The changes will be in the following aspects:

* The initialization of Variable objects will also accept vector based values, which could be relied on the numpy lib.
* The attributes of Variable class, "val" and "grad", will be vector values as well.
* Operators like "+" "-" "\*" "/" should be redefined. Each operator should focus on vector operations. It is easy to do it for "+" "-" "\*", but for "/" and "\*\*", vector values will not work sometimes. 
* For "\*" operator, a lot more work should be done. This operator should accept matrix values, and check whether two matrices (vectors) are able to perform "\*" operation. The definition of gradients should also change in this case.
* For elementary functions, they should check whether they accept vector variables as inputs.

##### Multiple Variable Functions:

Different from vector valued function, a function could accept multiple variables as inputs. Sometimes it is hard to aggregate all variables into one vector of variable, then supporting multiple variables could be easier. 

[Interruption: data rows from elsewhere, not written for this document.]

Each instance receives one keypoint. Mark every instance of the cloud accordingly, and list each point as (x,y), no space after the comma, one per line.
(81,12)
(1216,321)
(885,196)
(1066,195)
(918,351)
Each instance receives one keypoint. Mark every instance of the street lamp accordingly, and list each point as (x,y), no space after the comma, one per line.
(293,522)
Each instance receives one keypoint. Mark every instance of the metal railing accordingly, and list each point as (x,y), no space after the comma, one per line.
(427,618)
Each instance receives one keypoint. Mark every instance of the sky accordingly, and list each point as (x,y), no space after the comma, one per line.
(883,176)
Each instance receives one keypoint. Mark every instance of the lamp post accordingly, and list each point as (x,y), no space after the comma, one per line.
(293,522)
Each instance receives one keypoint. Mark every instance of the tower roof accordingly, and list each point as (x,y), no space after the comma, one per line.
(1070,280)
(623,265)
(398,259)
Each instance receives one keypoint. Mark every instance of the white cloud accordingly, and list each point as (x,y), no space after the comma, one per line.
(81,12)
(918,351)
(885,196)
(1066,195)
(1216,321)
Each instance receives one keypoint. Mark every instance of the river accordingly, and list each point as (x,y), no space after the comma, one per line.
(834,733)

The changes will be in the following aspects:

* The definition of "grad" should change. In the forward mode of autodiff, a variable should record the gradient for each "root variable" (variables we create manually). Therefore, we can change "grad" as a **dict** of gradients, with one gradient value for each root variable. 
* The definition of operators should change. When creating a new variable when performing an operation between two variables, we should calculate the gradient for each root variable. If the gradient of one root variable does not exist for one variable, then it is 0 for that variable. Same changes should be performed on elementary functions.

##### Argument Parser:

An additional feature we would like to implement that we believe could improve ease of use of our package for users is an argument parser, which would allow users to input functions as strings.

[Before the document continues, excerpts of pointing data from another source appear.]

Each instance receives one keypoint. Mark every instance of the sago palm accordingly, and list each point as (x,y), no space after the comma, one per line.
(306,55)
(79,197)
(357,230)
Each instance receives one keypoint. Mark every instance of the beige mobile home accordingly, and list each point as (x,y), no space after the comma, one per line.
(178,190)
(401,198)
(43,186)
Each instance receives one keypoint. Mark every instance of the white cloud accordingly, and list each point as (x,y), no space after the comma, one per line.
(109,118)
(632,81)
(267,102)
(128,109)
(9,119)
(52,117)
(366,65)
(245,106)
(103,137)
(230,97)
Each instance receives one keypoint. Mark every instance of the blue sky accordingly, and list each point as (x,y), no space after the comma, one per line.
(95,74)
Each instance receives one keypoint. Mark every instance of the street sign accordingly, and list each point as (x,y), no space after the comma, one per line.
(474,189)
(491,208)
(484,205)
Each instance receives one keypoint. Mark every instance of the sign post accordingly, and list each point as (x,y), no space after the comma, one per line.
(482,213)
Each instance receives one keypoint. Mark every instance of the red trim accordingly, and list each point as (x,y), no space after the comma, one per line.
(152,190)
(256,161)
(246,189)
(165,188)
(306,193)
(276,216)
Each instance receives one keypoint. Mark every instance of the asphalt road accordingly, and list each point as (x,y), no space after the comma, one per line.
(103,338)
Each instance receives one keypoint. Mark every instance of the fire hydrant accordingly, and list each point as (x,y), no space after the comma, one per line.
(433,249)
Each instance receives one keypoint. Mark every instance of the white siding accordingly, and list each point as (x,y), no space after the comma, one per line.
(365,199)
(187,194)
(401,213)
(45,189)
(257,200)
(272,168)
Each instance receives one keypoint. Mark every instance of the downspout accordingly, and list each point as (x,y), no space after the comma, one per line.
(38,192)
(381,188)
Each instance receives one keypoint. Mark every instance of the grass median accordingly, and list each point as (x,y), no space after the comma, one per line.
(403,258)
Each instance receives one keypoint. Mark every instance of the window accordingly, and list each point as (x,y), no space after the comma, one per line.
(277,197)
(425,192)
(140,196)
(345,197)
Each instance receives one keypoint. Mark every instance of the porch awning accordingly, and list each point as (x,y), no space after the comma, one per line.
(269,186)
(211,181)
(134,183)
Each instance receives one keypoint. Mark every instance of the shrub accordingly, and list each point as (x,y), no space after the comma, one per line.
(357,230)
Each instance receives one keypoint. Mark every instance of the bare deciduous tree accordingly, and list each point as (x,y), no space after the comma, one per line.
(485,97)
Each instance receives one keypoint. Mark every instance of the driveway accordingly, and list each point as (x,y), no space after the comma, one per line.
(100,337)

In our current implementation, as shown in the "How to use autodiff" section, the user must enter functions by specifically calling elementary functions such as:

    F.sin(F.exp(x))
    
Our argument parser would be built so that users could have the option of entering functions more naturally as strings such as:

    "sin(e^x)"
   
We would use regular expressions to implement our argument parser in a way that is robust and accounts for a wide range of possible user inputs.

##### Reverse Mode:

As mentioned in the "Software Organization" section above, we may want to implement the reverse mode of autodifferentiation in the future. This could be a useful addition to our package, because, as mentioned above the reverse mode is more efficient when the number of independent variables is much greater than the number of functions. We would likely create reverse mode as a separate module within our autodiff directory.

Several changes should be performed:

* Because reverse mode includes a forward pass and a reverse calculation, we may record the graph structrure when we create the final function. In other words, when we create a new variable using a function (or variable operators) from 1 or 2 base variables, the function should record those base variables, so that we can do the reverse mode.
* The definition of gradient for Variable class should be optimized. Because we only need to record at most 2 gradients (one for each child base variable), we can use a tuple or just use two attributes to record it within the Variable class.